2. Shift from fixed schedule maintenance to condition-based maintenance

Instead of relying on time-based intervals, utilities should use real-time asset insights to guide maintenance and replacement decisions. Condition-based strategies use diagnostic trends, such as gas levels, load data and thermal performance, to identify which assets need attention and when. This approach reduces unnecessary maintenance, targets the highest-risk equipment and helps prevent failures before they escalate.

Condition-based maintenance also helps stretch limited budgets by targeting capital expenditures to the most at-risk or high-impact components, a critical advantage in today’s resource-constrained environment.


Source: Doble Engineering

3. Balance Predictive Tools with Expert Oversight

AI and analytics can highlight risk patterns and flag emerging issues, but they shouldn’t operate in a vacuum. Pairing predictive diagnostics with human expertise ensures decisions are grounded in operational context and system-wide priorities.

For example, a machine learning model may flag anomalies in gas levels or temperature fluctuations, but only a field engineer with historical fleet knowledge can interpret whether the change reflects a true fault or operational variance. Pairing both perspectives ensures action is calibrated, not reactionary.

4. Make Resilience a Leadership Responsibility

Preventive planning must start at the top. Utility executives should treat diagnostics programs as essential to business continuity, ensuring they are properly funded, holding teams accountable and reinforcing the value of early action across the organization.

Yet, despite the growing awareness of grid strain, diagnostics programs are still often siloed.
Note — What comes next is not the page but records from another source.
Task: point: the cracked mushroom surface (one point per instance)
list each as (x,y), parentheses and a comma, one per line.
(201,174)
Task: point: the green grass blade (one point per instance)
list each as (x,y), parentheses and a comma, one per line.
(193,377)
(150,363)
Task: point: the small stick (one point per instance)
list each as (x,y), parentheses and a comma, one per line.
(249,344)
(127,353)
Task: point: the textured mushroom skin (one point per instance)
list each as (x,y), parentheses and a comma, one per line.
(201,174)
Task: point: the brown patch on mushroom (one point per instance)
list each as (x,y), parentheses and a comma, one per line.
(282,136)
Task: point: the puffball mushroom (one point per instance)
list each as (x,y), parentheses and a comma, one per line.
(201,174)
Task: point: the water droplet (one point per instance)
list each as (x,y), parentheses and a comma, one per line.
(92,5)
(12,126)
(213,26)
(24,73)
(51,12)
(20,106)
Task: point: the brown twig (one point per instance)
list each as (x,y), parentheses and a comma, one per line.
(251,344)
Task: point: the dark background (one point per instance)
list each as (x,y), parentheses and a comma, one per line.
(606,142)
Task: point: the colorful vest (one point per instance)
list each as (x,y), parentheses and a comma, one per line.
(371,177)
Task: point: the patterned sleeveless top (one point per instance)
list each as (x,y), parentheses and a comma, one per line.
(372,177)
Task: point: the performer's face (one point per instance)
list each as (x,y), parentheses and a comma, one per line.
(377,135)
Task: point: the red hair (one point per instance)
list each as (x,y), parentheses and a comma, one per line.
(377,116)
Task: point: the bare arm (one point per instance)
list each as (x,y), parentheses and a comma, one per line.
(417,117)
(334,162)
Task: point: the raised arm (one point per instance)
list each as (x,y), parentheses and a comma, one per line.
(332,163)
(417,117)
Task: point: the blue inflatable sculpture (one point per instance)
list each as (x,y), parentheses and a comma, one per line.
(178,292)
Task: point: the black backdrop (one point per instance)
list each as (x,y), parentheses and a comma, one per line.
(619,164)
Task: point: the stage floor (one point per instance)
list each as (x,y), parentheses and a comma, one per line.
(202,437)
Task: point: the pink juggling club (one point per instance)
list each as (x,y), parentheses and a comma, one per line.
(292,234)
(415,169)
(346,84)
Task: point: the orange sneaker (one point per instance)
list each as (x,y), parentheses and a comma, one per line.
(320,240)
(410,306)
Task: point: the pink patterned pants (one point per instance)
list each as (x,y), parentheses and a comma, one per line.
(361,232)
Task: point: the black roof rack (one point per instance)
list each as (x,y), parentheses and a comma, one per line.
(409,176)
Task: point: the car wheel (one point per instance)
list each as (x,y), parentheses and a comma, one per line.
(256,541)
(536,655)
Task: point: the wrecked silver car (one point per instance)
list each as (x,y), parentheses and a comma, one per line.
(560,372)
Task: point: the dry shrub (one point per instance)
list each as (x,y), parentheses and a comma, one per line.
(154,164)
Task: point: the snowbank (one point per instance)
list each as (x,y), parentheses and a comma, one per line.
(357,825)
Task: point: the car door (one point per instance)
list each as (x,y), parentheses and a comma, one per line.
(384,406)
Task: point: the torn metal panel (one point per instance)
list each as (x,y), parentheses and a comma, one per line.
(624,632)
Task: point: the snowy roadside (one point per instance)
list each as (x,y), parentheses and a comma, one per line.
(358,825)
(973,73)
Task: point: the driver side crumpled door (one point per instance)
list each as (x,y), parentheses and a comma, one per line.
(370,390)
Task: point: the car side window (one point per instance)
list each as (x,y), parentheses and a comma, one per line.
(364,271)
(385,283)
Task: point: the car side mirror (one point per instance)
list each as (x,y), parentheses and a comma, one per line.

It’s time for executive teams to treat preventive maintenance not as an expense, but as a long-term investment in reliability, resilience and reputation.

Planning for a better grid starts now

Grid failure is not inevitable. With the right visibility, the right tools and a shift in mindset, utilities can prevent small issues from becoming major disruptions, starting with how risk is measured, understood and acted on.

Predictive diagnostics and asset health data should be utilized as decision-making tools. And the utilities that embed them into planning, operations and leadership strategy will be the ones best equipped to deliver consistent, resilient power in the years ahead.

The path forward isn’t about replacing everything. It’s about knowing what matters most and acting before it fails.

Matthew Carrara is the president of Doble Engineering and president of ESCO Technologies Inc.'s Utility Solutions Group (USG). Carrara has over 30 years of experience across the process control, measurement and materials properties analysis industries and leads Doble's vision and growth strategy.